Residential Buildings should provide high-quality, comfortable environments to support the activities of their occupants. The indoor environment of residential buildings, which includes thermal, lighting, acoustic, and indoor air quality, has a significant impact on health and quality of life. The comfortable living environment in residential buildings result from appropriately combining these environmental quality factors, and the performance of building systems must be compatible with the activities of the occupants. The objective of this research is to investigate and analyze the relationship between physical environmental conditions and occupant responses for improving environmental quality (EQ) in apartment buildings with four different building orientations (i.e. E, W, S, N) in two different seasons (i.e. winter and summer). The occupant survey was conducted in actual apartment buildings.
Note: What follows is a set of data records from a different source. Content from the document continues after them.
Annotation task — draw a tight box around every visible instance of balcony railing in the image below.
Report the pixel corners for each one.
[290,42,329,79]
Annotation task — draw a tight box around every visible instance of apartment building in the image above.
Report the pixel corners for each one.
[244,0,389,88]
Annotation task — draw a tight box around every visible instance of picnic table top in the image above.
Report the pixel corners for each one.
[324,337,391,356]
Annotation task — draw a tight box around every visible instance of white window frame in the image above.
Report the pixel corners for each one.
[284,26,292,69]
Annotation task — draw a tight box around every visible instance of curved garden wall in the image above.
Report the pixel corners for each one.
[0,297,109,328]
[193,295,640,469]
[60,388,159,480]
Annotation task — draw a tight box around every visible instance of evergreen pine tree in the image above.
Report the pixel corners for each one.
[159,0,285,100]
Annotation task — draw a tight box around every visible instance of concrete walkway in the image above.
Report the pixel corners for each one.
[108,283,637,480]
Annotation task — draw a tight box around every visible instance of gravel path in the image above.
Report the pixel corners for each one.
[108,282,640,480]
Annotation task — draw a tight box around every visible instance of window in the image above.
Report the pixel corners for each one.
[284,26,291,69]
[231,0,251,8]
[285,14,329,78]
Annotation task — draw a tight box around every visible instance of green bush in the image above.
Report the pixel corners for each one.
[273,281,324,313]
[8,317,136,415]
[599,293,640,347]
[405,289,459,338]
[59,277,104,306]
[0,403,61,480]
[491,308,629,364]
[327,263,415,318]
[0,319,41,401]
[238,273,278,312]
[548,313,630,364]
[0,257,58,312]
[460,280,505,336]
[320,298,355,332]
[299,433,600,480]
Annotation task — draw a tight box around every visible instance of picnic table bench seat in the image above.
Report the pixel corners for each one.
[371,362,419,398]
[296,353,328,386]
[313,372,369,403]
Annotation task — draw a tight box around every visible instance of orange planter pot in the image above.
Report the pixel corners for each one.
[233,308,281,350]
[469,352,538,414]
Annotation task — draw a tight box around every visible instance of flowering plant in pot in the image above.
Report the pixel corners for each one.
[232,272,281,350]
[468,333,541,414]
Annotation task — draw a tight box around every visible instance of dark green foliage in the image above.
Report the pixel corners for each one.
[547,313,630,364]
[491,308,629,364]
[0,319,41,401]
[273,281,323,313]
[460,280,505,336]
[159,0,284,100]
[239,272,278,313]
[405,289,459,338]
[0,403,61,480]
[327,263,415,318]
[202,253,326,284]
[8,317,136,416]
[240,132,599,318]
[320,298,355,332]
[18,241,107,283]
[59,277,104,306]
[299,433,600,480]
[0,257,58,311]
The Physical environmental conditions in apartment buildings differed substantially depending on space, outdoor weather conditions and building orientations. Each space within the same apartment building had different environmental conditions. Combinations of unbalanced physical environmental conditions in apartment building decrease occupants' satisfactions and their perceptions of overall residential quality. Occupants' satisfaction and their responses to physical characteristics of their residential environment is related to thermal, lighting, acoustic, and indoor air conditions in their buildings. The result from this research will help designers and researchers to identify problems and develop solutions for improving environmental quality from the occupants' point of view.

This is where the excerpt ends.